Both models come with a 66.5kWh battery that’s located way down low (with AC11kW/DC 100kW) charging behind a flap on the driver’s side rear), however, since the single motor consumes energy at a rate of 16.7kWh/100km (vs 18.8 for the 350), Merc say that the range for the 250 is 507km vs the 350’s 445km. As a point of note, my review model was registering 409km when I picked it up.  

What I really enjoy about Merc’s approach to electrification is just how simple it is. Those transitioning from ICE to EV can just get in push start, select drive on the column stalk and away you go. Everything is located as per the ICE version and therefore easy to understand. In fact, even the likes of drive modes just range from Eco to Sport so again, simple.

Mercedes-EQ EQB review NZ

However, should you wish to be brave and dabble with the settings, you are suitably rewarded. For example, switch to Eco and start using the ‘regen force’ paddles behind the sporty steering wheel and you start to gain range kms. Again, use the paddles to ‘motor brake’ in corners and anticipate the lights and even more km’s appear – it becomes quite a game – I guess I should get out more.

With its compact dimensions (length 4.7m, width1.8m, height 1.7m) there’s maybe the assumption that the EQB’s cabin will be cramped but much to the contrary, even with four adults on board, we didn’t seem to be rubbing shoulders or in each other’s faces. And again, with a loaded 2-tonne SUV, it still sprung off the line and up to the national speed limit with an enthusiastic pace.

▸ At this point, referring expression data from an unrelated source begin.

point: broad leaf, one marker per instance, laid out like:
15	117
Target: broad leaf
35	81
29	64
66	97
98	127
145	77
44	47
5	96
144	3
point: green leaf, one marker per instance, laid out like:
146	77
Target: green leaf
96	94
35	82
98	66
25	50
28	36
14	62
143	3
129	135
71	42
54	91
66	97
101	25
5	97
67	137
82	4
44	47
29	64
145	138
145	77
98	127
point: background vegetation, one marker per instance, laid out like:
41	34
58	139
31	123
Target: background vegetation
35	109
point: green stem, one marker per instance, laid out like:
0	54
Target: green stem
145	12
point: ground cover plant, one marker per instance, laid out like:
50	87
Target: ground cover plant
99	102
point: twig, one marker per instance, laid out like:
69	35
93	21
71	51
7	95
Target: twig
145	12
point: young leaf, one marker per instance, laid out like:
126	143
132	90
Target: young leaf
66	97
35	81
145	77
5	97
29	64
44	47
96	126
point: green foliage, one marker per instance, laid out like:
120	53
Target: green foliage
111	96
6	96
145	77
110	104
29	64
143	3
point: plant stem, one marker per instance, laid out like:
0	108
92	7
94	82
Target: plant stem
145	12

On the matter of enthusiasm, the adjustable damping suspension and 4Matic system had me cornering with confidence and the huge list of driving and safety aids (from steering, braking and lane-keep assists to blind spot and traffic sign recognition) I knew that the EQB had my back should things get frisky.

Mercedes-EQ EQB review NZ

The addition of the EQB to Merc’s NZ electric fleet may have been done quietly but I feel that it’s really something you shout about. I would have preferred the 7-seater option (as that’s what I feel the B-class should be) but it offers up a ton of space, oodles of versatility and of course, zero emissions. Roll on the E!